I think that now parents are completely confused about how to teach a child in our time, and they are waiting for some kind of productive advice. “Be afraid of the one who says: “I know how to do it!”, wrote the poet Alexander Galich, and, in my opinion, he was right. I will not give unambiguous advice, but I will describe my vision of the situation.
- Analyzing speech sounds is useful if children learn to HEAR and LISTEN to them. This can be successfully done without reference to letters and it is better to start at preschool age. The situation when a child analyzes sounds by transcription ([m '] is soft, because there is such a badge) does not seem useful to me. The ability to hear and analyze the sounds of speech is necessary for “speech therapy” children. For many people, this skill helps to check spelling and thereby avoid mistakes. Many - but not all, the story of my Stasik is an example of this.

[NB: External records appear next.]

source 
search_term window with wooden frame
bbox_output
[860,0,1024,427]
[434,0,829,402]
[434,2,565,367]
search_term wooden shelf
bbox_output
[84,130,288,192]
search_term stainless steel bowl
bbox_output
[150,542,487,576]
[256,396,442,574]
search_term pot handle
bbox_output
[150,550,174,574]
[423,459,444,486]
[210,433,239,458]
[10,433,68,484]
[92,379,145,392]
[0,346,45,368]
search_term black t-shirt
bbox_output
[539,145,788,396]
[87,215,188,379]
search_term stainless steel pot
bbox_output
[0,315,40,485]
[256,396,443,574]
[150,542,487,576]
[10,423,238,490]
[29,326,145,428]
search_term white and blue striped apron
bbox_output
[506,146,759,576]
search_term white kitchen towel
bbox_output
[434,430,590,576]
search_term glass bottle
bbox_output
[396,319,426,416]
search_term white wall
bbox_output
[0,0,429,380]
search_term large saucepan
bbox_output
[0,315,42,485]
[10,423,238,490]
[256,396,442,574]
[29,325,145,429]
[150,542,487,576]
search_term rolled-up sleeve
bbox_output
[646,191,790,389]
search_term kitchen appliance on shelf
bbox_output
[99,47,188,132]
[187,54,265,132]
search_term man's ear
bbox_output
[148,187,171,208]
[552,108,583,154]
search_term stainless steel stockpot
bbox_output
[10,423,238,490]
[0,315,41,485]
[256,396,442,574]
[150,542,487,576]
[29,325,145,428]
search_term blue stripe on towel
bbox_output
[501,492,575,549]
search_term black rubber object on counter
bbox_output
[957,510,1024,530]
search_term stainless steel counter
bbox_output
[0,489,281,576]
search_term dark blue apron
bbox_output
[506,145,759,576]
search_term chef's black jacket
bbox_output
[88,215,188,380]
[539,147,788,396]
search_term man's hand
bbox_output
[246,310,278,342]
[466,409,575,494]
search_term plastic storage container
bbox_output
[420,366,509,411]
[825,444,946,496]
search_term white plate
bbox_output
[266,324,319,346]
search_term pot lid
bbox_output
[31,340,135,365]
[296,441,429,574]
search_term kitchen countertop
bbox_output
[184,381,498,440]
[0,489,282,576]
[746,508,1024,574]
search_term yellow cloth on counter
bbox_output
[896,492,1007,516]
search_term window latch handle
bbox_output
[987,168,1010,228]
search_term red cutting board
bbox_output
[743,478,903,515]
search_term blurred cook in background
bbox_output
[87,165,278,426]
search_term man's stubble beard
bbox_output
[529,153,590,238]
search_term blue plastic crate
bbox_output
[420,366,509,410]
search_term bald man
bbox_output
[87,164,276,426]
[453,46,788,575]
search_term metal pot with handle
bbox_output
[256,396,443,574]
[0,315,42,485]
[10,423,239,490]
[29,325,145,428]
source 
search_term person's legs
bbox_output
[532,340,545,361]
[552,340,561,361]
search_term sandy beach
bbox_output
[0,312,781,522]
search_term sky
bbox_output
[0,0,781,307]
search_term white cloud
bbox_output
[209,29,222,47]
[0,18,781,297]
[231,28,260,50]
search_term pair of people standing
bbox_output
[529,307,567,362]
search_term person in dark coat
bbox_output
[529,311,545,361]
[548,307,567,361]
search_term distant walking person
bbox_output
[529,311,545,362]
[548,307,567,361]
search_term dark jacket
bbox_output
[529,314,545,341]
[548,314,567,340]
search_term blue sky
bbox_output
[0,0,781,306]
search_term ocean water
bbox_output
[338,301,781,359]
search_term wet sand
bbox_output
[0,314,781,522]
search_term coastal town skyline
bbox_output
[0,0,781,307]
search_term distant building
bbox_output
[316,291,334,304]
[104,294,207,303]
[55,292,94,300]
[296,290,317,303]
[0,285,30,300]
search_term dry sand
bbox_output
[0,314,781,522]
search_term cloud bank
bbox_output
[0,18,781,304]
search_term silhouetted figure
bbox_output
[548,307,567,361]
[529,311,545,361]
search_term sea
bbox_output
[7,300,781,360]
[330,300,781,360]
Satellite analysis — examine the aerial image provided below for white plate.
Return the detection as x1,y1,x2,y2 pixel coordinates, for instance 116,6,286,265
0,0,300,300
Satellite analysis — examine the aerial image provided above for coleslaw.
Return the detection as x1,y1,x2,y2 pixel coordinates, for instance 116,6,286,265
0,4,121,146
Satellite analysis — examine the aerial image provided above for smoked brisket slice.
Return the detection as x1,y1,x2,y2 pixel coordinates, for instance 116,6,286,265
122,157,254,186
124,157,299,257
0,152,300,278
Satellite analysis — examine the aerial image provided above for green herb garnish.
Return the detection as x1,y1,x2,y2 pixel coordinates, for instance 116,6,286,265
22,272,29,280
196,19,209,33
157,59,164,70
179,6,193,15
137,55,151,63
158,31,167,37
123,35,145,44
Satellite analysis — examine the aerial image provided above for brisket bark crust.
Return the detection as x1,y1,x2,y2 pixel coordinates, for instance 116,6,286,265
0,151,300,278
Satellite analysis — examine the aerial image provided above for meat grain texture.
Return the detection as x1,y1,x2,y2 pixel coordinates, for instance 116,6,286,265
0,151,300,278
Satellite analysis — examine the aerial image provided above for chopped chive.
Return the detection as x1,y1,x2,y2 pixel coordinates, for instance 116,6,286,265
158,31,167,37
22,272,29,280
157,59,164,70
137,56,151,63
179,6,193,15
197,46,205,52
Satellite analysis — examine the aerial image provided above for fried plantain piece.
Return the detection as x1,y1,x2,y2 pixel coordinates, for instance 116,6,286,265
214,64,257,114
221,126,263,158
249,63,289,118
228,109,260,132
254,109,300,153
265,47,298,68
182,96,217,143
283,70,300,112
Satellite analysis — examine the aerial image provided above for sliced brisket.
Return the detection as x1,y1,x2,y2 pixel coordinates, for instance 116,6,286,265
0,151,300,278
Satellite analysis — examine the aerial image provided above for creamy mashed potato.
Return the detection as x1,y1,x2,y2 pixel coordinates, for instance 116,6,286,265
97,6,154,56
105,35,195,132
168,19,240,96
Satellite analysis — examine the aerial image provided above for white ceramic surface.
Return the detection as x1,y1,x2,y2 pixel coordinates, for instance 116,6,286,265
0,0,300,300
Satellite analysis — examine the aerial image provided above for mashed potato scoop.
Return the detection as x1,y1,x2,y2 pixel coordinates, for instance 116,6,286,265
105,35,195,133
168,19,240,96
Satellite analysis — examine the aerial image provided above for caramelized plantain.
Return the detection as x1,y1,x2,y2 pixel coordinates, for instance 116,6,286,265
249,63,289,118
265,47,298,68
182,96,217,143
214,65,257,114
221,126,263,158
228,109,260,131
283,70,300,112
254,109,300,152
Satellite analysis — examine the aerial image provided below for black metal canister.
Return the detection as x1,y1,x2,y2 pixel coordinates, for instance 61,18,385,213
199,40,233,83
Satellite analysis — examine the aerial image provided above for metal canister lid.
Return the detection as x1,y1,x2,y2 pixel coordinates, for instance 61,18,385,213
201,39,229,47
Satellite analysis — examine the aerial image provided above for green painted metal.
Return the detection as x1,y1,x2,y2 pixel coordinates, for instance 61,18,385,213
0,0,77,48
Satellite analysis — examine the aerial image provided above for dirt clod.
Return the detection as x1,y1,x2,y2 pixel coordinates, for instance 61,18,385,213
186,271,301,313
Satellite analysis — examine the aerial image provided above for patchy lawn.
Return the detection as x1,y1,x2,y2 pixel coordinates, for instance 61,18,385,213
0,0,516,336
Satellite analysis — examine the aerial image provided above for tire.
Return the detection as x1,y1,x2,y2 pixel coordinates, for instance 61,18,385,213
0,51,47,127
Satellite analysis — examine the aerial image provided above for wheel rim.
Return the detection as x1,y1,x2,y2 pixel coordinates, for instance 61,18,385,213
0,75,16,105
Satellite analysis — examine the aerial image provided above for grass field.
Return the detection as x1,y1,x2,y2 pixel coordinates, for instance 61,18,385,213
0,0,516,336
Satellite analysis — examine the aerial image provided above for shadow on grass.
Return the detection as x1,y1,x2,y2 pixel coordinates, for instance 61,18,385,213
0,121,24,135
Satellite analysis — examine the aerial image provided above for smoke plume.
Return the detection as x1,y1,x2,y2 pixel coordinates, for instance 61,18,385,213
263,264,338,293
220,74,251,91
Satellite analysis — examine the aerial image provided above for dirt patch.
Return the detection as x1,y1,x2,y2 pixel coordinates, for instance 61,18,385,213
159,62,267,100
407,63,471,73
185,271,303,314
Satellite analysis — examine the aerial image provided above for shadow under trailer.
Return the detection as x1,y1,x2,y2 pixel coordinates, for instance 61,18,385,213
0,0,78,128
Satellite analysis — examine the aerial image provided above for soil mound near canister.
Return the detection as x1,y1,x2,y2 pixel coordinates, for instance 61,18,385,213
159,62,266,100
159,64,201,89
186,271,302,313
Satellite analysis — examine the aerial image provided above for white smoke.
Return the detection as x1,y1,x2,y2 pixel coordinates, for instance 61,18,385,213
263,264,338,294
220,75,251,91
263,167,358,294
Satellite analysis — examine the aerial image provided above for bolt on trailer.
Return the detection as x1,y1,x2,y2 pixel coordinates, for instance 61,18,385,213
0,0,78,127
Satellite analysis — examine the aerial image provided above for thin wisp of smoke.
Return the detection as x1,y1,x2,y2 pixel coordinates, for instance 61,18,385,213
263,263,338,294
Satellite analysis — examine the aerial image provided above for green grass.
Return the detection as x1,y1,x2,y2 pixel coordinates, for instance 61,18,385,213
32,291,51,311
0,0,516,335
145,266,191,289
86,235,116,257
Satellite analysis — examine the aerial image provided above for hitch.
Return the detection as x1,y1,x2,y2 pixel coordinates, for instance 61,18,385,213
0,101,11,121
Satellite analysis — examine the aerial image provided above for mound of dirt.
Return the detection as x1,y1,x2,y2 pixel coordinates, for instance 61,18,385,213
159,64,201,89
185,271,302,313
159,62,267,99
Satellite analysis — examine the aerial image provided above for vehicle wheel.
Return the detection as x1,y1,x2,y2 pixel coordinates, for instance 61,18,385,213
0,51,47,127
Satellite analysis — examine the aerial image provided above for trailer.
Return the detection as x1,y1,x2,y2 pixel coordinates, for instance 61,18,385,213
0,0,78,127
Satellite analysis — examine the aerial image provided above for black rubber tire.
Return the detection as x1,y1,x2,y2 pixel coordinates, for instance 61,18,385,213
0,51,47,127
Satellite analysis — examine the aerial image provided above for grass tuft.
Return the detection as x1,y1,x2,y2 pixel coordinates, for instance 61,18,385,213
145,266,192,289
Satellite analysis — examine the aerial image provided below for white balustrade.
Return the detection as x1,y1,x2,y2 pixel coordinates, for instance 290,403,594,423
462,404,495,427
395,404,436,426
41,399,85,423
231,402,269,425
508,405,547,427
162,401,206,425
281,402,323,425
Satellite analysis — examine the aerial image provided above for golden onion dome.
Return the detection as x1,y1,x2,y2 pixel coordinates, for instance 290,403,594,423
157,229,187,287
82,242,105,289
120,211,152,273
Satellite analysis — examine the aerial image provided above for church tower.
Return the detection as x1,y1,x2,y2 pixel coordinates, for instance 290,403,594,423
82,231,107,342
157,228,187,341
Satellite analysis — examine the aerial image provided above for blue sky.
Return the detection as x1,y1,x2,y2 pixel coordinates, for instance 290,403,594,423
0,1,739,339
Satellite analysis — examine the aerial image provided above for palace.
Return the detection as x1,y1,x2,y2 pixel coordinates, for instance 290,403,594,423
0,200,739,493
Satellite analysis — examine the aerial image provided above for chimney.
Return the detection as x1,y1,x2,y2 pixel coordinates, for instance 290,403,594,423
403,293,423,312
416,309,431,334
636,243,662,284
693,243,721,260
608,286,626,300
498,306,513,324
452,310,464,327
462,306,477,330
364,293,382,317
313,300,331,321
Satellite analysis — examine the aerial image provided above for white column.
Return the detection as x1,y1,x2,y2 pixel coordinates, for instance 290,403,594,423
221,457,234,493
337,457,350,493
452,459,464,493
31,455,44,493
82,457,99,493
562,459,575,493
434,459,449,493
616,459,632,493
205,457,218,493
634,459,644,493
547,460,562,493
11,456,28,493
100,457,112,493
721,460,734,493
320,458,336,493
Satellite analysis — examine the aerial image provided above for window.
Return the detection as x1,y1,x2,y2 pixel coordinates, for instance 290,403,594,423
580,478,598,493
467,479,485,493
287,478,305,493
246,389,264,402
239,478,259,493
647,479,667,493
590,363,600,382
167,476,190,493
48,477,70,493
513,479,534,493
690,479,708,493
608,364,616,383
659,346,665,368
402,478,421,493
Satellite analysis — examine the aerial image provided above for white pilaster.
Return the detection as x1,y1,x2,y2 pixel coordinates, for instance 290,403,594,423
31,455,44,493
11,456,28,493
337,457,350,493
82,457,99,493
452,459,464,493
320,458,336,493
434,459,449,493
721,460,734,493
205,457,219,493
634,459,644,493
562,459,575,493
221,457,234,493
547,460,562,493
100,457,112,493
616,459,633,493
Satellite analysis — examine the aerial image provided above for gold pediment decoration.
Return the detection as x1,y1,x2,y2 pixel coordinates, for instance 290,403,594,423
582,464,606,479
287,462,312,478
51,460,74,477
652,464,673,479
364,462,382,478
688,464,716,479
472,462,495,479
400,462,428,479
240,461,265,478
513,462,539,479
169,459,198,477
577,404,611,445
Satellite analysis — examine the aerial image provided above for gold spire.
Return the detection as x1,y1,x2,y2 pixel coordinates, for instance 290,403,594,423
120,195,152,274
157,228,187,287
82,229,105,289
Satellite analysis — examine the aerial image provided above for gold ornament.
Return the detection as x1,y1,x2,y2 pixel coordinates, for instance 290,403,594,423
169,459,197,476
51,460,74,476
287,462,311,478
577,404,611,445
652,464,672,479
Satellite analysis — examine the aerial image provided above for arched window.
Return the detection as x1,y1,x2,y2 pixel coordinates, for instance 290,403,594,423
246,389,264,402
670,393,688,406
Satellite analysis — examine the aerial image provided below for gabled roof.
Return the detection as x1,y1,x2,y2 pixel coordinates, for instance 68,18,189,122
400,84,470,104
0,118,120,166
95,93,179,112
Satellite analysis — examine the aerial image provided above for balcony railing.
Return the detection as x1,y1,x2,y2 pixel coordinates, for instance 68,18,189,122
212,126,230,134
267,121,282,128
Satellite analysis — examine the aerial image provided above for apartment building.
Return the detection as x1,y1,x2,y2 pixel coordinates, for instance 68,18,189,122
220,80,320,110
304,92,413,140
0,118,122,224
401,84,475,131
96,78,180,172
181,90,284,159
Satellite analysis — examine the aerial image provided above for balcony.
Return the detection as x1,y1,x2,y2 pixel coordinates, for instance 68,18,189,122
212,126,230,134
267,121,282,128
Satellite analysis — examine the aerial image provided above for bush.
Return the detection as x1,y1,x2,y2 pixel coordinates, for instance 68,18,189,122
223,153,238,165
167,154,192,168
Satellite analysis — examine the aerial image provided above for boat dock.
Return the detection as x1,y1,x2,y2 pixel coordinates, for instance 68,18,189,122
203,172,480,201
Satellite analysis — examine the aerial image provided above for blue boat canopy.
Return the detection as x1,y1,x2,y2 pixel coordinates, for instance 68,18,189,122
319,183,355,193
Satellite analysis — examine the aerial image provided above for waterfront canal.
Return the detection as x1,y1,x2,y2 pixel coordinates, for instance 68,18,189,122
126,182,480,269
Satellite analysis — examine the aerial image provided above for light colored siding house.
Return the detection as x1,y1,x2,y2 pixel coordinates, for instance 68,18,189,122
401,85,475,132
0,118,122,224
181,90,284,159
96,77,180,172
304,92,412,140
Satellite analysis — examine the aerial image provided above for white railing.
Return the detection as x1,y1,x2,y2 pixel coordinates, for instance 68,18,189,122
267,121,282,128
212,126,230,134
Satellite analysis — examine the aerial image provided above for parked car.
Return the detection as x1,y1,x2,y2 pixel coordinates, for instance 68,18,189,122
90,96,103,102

- The characterization of sounds is needed already because many rules of the Russian language are based on it. By itself, the ability to hear and analyze the sounds of speech is unlikely to interfere with literate writing (although it does not always help it). Based on the experience of P.S. Totsky, it can be argued that it is possible to teach literate writing without rules. But to pass the exams without knowing the rules today will not work.
- A well-structured study of sounds develops an interest in the structure of the language and, in addition, allows the child to be taught research activities, which, in my opinion, is necessary for modern children.
- If we want children to memorize images of words, it is logical to teach them to work with word parts - morphemes. If the child knows that the root “forest” is about something related to the forest, and the root “fox” is about something related to the fox, he does not really need to check the unstressed vowel with an accent, he will correctly write all the words with the same root by memory. Similarly, if he distinguishes between the function of the prefixes pra- and pro- (one indicates kinship - great-grandmother, great-granddaughter, the other has other meanings), he will also make the right choice. People who reason like this rarely test an unstressed vowel with an accent. Working with morphemes is also an excellent field for developing research skills.
- There are different ways to become good at writing. Ideally, you need to give your child the tools that will allow him to choose the most convenient path for him. This approach is implemented, for example, in the textbooks of O.L. Soboleva. The approach is close to me, but personally for me and my colleagues in these textbooks, it is precisely the research component that is missing.
- Language develops, technologies develop in parallel. I'm afraid it's hard for us today to imagine how our children will work with information 10 years from now. Therefore, I try to teach them whenever possible so that they UNDERSTAND how the language works.